At the beginning of the week, the President of the Government, Pedro Sánchez, received the President of the La Caixa Foundation, Isidro Faine, at the Moncloa Palace, with whom he had the opportunity to familiarize himself with the work of the institution in areas such as Social Work and the current problems of investees, including CaixaBank, Telefónica and Naturgy, confirmed Europa Press sources familiar with the meeting.

Sources dismissed the meeting as “institutional normalcy” and framed it as meetings that a newly re-elected president holds with the country’s top businessmen.
The meeting was also attended by First Vice-President of the Government and Minister of Economy, Trade and Business Nadia Calviño.

According to a newspaper report this Friday Confidentially citing various sources, it was Faine who asked for a meeting with Pedro Sánchez after the investiture session, “realizing that La Caixa has been the object of desire of the Hunts and the ERC for many years and that independent supporters have managed to include some of these aspirations reflected in recent agreements signed with PSOE.”

Among them is a plan to facilitate and promote the return to Catalonia of the headquarters of companies that have moved to other territories in recent years. It is worth remembering that, as a result of the independence process, the La Caixa Foundation and CaixaBank moved their headquarters from Barcelona to Palma de Mallorca and Valencia in 2017, like other relevant companies. For now, CaixaBank has always ruled out the possibility of returning to Catalonia.

The meeting with Sánchez culminated in a meeting between Salvador Illa, leader of the PSC, and Juan José López Burniol, Faine’s right-hand man, according to the aforementioned newspaper.

Sources at the La Caixa Foundation, consulted by Europa Press, refrained from commenting on the matter.

Sanchez and Calviño had the opportunity to learn from Faine about the Foundation’s major social and business projects and agreed on the importance of preserving and maintaining this work in the future.

In addition, according to sources familiar with the meeting, there was also an opportunity to learn about the current affairs of the Fund’s investees, including Telefónica, in whose capital the State Society for Industrial Participation (SEPI), dependent on the Ministry of Finance, acknowledged this study is betting.

The intention is to mobilize resources to achieve 5% and a presence on the board of directors with the aim of maintaining the Spanish “core” of the company, which includes, in addition to La Caixa with 4.879% and its investments. Arm Criteria with 2.51%, BBVA with 4.839%, BlackRock with 4.983% and STC with 4.9% and 5% in derivatives, according to reports from the National Securities Market Commission (CNMV).

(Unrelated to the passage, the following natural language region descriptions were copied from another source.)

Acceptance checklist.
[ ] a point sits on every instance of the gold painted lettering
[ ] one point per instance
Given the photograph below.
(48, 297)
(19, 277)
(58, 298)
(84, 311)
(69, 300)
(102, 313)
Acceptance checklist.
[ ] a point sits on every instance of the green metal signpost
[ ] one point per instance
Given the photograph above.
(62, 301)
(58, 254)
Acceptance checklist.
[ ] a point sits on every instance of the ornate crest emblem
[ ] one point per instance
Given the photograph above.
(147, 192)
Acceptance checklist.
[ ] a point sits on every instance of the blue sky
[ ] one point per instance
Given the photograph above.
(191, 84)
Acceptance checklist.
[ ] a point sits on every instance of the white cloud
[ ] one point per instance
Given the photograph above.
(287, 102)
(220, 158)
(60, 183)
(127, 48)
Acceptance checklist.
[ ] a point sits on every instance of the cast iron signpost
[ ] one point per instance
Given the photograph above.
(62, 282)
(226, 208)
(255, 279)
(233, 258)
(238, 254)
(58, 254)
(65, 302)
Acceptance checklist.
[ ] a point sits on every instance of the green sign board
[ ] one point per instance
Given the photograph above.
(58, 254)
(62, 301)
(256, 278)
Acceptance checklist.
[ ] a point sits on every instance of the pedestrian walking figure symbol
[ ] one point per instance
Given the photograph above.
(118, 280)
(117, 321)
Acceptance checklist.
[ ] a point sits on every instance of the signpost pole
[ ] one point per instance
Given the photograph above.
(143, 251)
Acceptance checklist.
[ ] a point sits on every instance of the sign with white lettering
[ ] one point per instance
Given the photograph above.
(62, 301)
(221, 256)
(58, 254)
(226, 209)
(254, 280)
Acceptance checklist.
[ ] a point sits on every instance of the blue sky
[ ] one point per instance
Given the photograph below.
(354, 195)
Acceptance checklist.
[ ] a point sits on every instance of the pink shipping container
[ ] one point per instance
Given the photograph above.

SEPI’s move, which will require an investment of more than 1 billion euros, comes as a reaction to the surprise emergence on September 5 of this year of the Saudi group taking over Telefónica, which could change the balance of power in the company. Spanish, which the government considers strategic.

In the case of CaixaBank, it is worth remembering that the state is present in its shareholding through the Fund for the Orderly Restructuring of Banks (FROB), with more than 17% of the capital resulting from the takeover of Bankia, an organization rescued by the government and which required state resources of 20 billion euros.

Although the government’s original intention was to divest from the FROB, maximizing the recovery of taxpayer relief, at this time this sale operation has not been activated and it is expected that the current chief executive will evaluate the merits of retaining the capital of a leading Spanish financial institution .

As for Naturgy, the company has on the horizon its “Project Gemini”, which involves splitting the group into two listed companies: one for the liberalized business (Naturgy MarketsCo) and the other for the regulated business (Naturgy Networks), which is not true. the sympathy of the Third Vice-President and Minister of Ecological Transition Teresa Ribera.

In fact, the energy company’s president, Francisco Reines, recently asserted his right to run the group freely and autonomously, convinced of the convenience of an operation that also has the support of a stable core of shareholders.